A phase III study looks at the efficacy and safety of rituximab biosimilar CT-P10 in patients with follicular lymphoma.
Monotherapy with CT-P10, a monoclonal antibody that targets CD20 and is designed to be a biosimilar of rituximab, resulted in similar efficacy and safety as treatment with rituximab in a phase III study of patients with low-tumor-burden follicular lymphoma.
The proportion of patients achieving an overall response at 7 months, the study’s primary endpoint, was similar between patients treated with CT-P10 (83%) and those treated with rituximab (81%).
Based on these results, published in Lancet Hematology, Michinori Ogura, MD, of Kasugai Municipal Hospital, Japan, and colleagues concluded that “CT-P10 monotherapy is suggested as a new therapeutic option for patients with low-tumor-burden follicular lymphoma.”
In a comment published with the study, Brian K. Link, MD, of University of Iowa Hospitals, noted that current consensus “would discount overall response at 7 months as an effective endpoint when trying to identify strategies that improve outcomes in patients with follicular lymphoma.” However, the importance of the trial by Ogura et al is the identification of treatment options at sustainable costs that do not sacrifice safety or efficacy, he wrote.
“From 2011–2016, the US health care system spent more money (US$3.5 billion mean annual expenditure) on rituximab than any other antineoplastic biologic,” Link wrote. “Ogura and colleagues point out that biosimilar drugs are generally associated with a 20%–35% reduction in price vs the originator product, and although their study reports no data on cost reduction, others have estimated that a 20% reduction in the price of five leading off-patent biopharmaceuticals could result in savings in excess of €1.6 billion in the European Union and in the range of US$9–12 billion for the US Federal Government over the next 10 years.”
“With the results from Ogura and colleagues' study, one can reasonably conclude that in patients with low-tumor-burden follicular lymphoma, little is risked by using CT-P10 vs other choices when choosing an anti-CD20 antibody as monotherapy,” Link wrote.
The phase III study included 402 adult patients with stage II-IV low-tumor-burden follicular lymphoma who were randomly assigned to CT-P10 or rituximab. Patients with disease control after induction continued on maintenance CT-P10 or rituximab.

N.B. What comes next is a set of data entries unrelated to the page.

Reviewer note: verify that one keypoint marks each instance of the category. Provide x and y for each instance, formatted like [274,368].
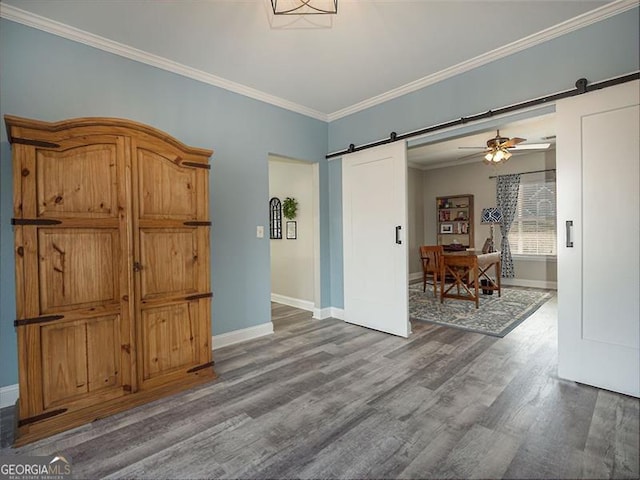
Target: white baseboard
[328,312]
[9,395]
[521,282]
[293,302]
[321,313]
[242,335]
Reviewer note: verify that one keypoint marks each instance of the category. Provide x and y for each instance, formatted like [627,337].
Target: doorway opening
[295,254]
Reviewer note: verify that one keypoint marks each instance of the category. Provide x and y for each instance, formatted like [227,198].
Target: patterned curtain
[507,187]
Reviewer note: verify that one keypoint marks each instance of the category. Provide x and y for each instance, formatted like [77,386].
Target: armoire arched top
[19,128]
[112,257]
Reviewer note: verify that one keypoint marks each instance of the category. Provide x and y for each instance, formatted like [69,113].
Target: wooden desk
[467,269]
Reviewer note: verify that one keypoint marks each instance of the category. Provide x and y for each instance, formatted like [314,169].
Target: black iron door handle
[569,227]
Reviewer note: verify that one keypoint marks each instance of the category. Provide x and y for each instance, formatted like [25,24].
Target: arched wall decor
[275,219]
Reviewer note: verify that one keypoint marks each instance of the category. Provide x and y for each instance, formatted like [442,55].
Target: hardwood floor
[326,399]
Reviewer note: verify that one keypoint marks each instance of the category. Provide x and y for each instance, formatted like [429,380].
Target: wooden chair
[431,256]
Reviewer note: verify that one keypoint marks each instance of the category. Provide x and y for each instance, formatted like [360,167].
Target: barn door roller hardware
[582,86]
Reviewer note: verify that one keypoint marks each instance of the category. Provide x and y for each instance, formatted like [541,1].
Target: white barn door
[599,233]
[374,212]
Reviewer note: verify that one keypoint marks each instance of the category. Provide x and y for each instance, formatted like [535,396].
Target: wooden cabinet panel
[68,188]
[166,189]
[112,268]
[169,260]
[78,267]
[78,358]
[169,336]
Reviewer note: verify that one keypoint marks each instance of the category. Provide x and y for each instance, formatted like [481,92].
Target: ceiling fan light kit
[304,7]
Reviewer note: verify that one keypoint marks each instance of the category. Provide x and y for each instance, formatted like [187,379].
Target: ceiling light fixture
[497,155]
[304,7]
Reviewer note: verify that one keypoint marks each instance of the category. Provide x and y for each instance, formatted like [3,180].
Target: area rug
[495,316]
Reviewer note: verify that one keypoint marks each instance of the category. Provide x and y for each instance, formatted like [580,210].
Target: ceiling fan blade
[531,146]
[513,141]
[471,155]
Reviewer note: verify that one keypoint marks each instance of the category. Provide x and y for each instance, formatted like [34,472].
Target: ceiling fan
[499,149]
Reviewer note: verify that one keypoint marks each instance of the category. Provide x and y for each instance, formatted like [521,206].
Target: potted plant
[290,208]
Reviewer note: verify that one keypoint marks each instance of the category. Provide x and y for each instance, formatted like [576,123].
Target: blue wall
[600,51]
[49,78]
[45,77]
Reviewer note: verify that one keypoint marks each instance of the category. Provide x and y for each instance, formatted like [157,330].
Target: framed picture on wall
[292,230]
[446,228]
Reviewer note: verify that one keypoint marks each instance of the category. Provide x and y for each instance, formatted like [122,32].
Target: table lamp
[491,215]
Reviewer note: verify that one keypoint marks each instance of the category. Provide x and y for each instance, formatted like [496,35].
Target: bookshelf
[455,222]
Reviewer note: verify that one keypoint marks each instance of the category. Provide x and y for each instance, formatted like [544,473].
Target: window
[534,228]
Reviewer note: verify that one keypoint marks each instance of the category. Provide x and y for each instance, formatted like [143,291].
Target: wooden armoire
[113,298]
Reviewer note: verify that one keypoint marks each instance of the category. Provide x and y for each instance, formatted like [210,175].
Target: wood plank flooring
[326,399]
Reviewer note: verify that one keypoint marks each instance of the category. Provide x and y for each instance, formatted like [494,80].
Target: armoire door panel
[169,337]
[169,261]
[107,267]
[79,358]
[79,182]
[78,267]
[166,190]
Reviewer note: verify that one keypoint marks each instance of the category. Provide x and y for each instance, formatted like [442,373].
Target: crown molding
[29,19]
[23,17]
[588,18]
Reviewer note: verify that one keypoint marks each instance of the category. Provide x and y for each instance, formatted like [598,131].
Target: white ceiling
[370,51]
[372,47]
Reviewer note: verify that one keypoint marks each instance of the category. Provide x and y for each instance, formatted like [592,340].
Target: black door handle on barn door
[398,241]
[569,233]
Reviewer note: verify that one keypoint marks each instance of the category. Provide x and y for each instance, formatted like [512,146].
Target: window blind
[534,229]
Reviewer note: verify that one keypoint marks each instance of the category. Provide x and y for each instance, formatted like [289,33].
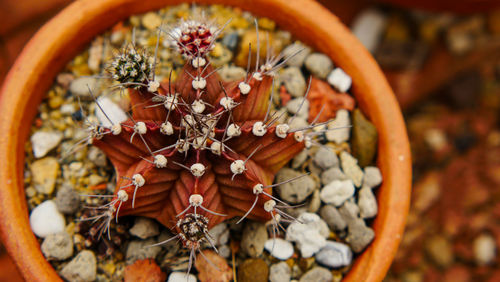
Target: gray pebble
[325,158]
[319,65]
[294,81]
[299,53]
[317,274]
[57,246]
[333,218]
[144,228]
[334,255]
[337,192]
[280,272]
[232,73]
[367,203]
[79,86]
[67,199]
[254,238]
[295,191]
[141,249]
[373,177]
[331,174]
[82,268]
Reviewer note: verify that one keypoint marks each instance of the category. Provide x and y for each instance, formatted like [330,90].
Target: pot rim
[307,20]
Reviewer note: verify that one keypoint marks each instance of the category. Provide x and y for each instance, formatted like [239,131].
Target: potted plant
[58,41]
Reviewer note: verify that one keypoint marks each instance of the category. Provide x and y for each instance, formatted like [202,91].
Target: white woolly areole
[199,83]
[237,167]
[196,200]
[244,88]
[269,205]
[140,127]
[227,103]
[170,102]
[167,128]
[116,129]
[160,161]
[282,130]
[122,195]
[197,169]
[299,136]
[216,147]
[233,130]
[198,62]
[198,106]
[259,129]
[138,180]
[258,188]
[153,86]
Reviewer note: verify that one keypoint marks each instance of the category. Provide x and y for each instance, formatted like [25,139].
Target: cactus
[196,151]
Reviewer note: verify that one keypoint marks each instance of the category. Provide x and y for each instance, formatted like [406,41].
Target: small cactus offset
[196,151]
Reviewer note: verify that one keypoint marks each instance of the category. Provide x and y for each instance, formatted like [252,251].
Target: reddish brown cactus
[195,151]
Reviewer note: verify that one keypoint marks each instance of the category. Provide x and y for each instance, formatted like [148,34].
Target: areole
[66,34]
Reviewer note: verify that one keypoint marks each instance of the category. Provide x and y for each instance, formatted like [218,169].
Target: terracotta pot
[65,35]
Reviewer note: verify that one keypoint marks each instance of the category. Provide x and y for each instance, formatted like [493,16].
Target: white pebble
[279,248]
[340,80]
[42,142]
[45,219]
[337,192]
[112,110]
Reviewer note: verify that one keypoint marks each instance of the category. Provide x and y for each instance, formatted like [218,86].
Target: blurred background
[442,59]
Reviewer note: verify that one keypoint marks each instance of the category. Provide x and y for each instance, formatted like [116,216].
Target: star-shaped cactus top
[195,151]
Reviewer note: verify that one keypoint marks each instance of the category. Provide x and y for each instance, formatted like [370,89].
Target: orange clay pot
[71,30]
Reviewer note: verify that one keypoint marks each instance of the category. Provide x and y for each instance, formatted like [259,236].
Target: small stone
[45,219]
[351,168]
[373,177]
[230,40]
[220,233]
[82,268]
[144,228]
[67,199]
[317,274]
[44,172]
[253,270]
[337,192]
[80,86]
[294,81]
[293,107]
[232,73]
[57,246]
[295,191]
[319,65]
[367,203]
[484,249]
[280,272]
[112,111]
[440,250]
[43,142]
[334,255]
[368,27]
[325,158]
[299,52]
[309,232]
[333,218]
[364,139]
[181,277]
[338,129]
[142,249]
[254,238]
[279,248]
[331,174]
[339,79]
[151,21]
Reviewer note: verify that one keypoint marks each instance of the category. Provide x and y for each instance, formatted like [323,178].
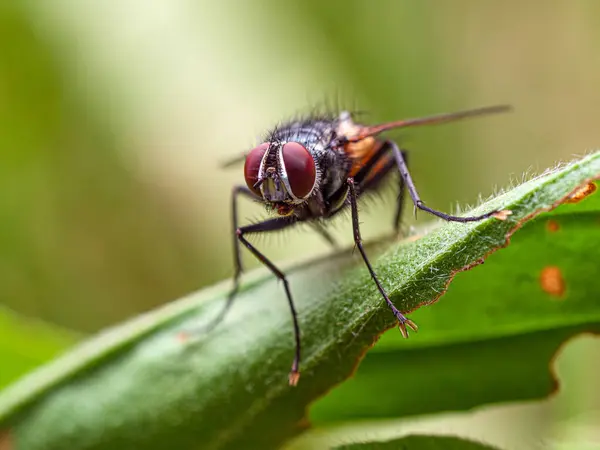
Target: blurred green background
[114,117]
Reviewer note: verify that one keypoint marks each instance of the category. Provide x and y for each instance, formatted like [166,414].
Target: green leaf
[26,343]
[418,442]
[141,385]
[506,331]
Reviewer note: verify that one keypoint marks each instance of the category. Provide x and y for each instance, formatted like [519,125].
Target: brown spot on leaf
[552,281]
[552,226]
[581,193]
[5,441]
[502,215]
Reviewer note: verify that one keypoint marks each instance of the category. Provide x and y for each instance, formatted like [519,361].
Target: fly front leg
[272,225]
[412,190]
[239,234]
[403,321]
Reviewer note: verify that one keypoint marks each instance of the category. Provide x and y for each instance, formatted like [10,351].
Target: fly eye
[300,168]
[252,166]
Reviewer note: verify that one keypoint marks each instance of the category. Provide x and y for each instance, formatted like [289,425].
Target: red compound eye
[300,168]
[252,166]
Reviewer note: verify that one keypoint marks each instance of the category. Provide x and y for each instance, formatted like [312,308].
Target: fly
[308,171]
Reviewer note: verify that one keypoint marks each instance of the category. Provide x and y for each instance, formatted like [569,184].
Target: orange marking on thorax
[360,152]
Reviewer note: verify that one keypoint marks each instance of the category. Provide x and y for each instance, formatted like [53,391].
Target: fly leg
[272,225]
[239,237]
[402,166]
[403,321]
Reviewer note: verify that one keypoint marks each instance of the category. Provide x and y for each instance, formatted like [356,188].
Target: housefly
[309,170]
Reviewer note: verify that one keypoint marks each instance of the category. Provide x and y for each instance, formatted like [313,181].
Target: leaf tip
[402,327]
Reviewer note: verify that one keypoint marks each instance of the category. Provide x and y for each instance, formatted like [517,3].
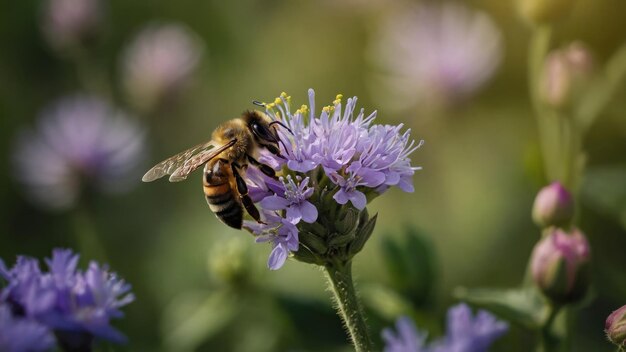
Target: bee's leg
[267,170]
[242,188]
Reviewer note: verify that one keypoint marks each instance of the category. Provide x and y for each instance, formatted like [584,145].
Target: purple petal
[274,203]
[293,214]
[308,211]
[358,199]
[341,196]
[277,257]
[372,178]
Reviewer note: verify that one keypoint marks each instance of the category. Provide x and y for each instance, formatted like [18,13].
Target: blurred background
[93,93]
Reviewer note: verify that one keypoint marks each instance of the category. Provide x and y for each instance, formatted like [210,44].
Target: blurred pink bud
[554,206]
[559,265]
[71,23]
[615,327]
[545,11]
[434,55]
[159,63]
[566,74]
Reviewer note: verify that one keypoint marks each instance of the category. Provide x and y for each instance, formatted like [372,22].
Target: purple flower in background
[341,149]
[408,338]
[467,333]
[159,63]
[80,142]
[68,23]
[464,333]
[434,55]
[66,300]
[19,334]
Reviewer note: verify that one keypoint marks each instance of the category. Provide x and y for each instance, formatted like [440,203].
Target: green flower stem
[549,341]
[539,47]
[340,279]
[86,237]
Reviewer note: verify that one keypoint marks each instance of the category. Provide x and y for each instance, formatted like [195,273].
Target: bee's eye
[262,132]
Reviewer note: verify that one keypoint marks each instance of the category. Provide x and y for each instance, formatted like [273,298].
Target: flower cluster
[159,63]
[434,55]
[70,23]
[81,142]
[76,306]
[465,333]
[338,157]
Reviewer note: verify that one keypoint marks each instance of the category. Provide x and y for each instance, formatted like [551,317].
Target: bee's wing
[184,163]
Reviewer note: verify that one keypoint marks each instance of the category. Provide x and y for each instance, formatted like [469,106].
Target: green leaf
[411,264]
[605,189]
[522,306]
[194,318]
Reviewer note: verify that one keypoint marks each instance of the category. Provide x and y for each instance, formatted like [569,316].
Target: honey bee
[233,145]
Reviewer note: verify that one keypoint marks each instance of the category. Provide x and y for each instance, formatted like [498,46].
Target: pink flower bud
[71,23]
[554,206]
[559,265]
[566,74]
[615,327]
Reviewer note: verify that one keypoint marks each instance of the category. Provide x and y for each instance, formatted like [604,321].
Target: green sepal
[348,223]
[521,306]
[337,240]
[305,255]
[313,242]
[363,234]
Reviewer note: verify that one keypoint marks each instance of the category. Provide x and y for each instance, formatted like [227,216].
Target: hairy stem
[340,279]
[539,47]
[549,341]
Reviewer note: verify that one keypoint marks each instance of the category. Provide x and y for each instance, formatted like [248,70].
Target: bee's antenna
[282,124]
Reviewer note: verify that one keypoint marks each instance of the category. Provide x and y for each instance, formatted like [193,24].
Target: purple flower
[408,338]
[66,299]
[68,23]
[19,334]
[340,153]
[434,55]
[281,232]
[465,333]
[293,198]
[80,142]
[159,63]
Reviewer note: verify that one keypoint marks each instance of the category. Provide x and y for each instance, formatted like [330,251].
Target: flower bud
[566,74]
[159,64]
[545,11]
[554,206]
[559,265]
[615,327]
[71,23]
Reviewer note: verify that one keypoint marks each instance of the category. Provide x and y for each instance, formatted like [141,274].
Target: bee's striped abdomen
[223,202]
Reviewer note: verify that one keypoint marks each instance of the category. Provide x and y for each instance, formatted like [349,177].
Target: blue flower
[65,299]
[340,152]
[80,143]
[19,334]
[293,198]
[408,338]
[464,333]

If initial maintenance was completed, patients could have a second year of maintenance with CT-P10.
The median follow-up was 6.25 months. Overall response at month 7 was similar between the two treatment arms with a treatment difference estimate of 1.8% (83% vs 81%; 90% CI, 6.43–10.20). Therapeutic equivalence was shown as the 90% CIs were within the prespecified margin of 17%.
Common grade 3/4 adverse events were decreased neutrophil count and neutropenia. Five percent of patients assigned CT-P10 and 2% of patient's assigned rituximab experienced at least one treatment-emergent serious adverse event.
“Rituximab monotherapy is a cost-effective strategy for induction treatment of asymptomatic follicular lymphoma as compared with a watchful waiting strategy, and is recommended treatment for this patient population according to guidance from the National Institute for Health and Care Excellence and National Comprehensive Cancer Network,” Ogura and colleagues wrote. “Results from our multinational, phase III, randomized controlled trial suggest a role for CT-P10 as a potential alternative to rituximab.”